Lafayette, La., the operator of the LUS Fiber municipal broadband network, is the next city considering a move to petition the FCC to overturn anti-municipal broadband laws.
LUS Fiber is hardly a novice in the municipal broadband game.
Frustrated by a lack of services from large operators like incumbent BellSouth, now AT&T (NYSE: T), Lafayette's residents in 2005 voted in favor of investing $125 million in city funds to build an FTTH network, dubbed LUS Fiber, stretching approximately 800 route miles.
Like fellow municipal provider EPB in Chattanooga, Tenn., LUS would like to extend service into nearby towns in Lafayette Parish.
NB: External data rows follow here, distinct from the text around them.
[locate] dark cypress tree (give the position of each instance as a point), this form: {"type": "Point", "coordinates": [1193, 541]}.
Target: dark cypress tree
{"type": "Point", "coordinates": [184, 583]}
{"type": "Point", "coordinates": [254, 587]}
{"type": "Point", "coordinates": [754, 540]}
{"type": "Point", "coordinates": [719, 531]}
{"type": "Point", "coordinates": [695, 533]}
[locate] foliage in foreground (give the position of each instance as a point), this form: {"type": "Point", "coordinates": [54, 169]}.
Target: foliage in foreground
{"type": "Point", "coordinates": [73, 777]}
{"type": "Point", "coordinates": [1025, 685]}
However, Louisiana is one of 19 states that have laws on the books that make it challenging for communities to either build or expand municipal broadband projects.
Lafayette Mayor Joey Durel told Politico that if local telecom and cable service providers like AT&T and Cox Communications protest its plans it will ask the FCC to help them.
"I would say if we run into issues where the incumbents take advantage of the Louisiana law to try to throw up roadblocks, I could definitely foresee us going to the FCC considering the mood they're in right now," Durel said.
The FCC is set to vote on the municipal broadband issue, including petitions filed by Chattanooga, Tenn., and Wilson, N.C., during its monthly meeting on Feb. 26. FCC Chairman Tom Wheeler last May made a call to challenge more than 20 state laws that prevent or discourage municipalities from building their own broadband networks.
The FCC's move to vote about the municipal broadband issue comes on the heels of a letter that President Obama sent to the FCC to repeal the 20 state laws on the books that either outright ban building broadband networks or limit a community's move to build its own alternative network.
Efforts to overturn these laws have been met with opposition from three states and the National Association of Regulatory Utility Commissioners (NARUC), which argue the FCC has no authority to overturn anti-municipal broadband laws.
But the municipal broadband issue has also been a divisive issue within the FCC. While Wheeler supports the municipal broadband concept, Republican commissioners Michael O'Rielly and Ajit Pai said the regulator has no authority to pre-empt state laws governing such projects.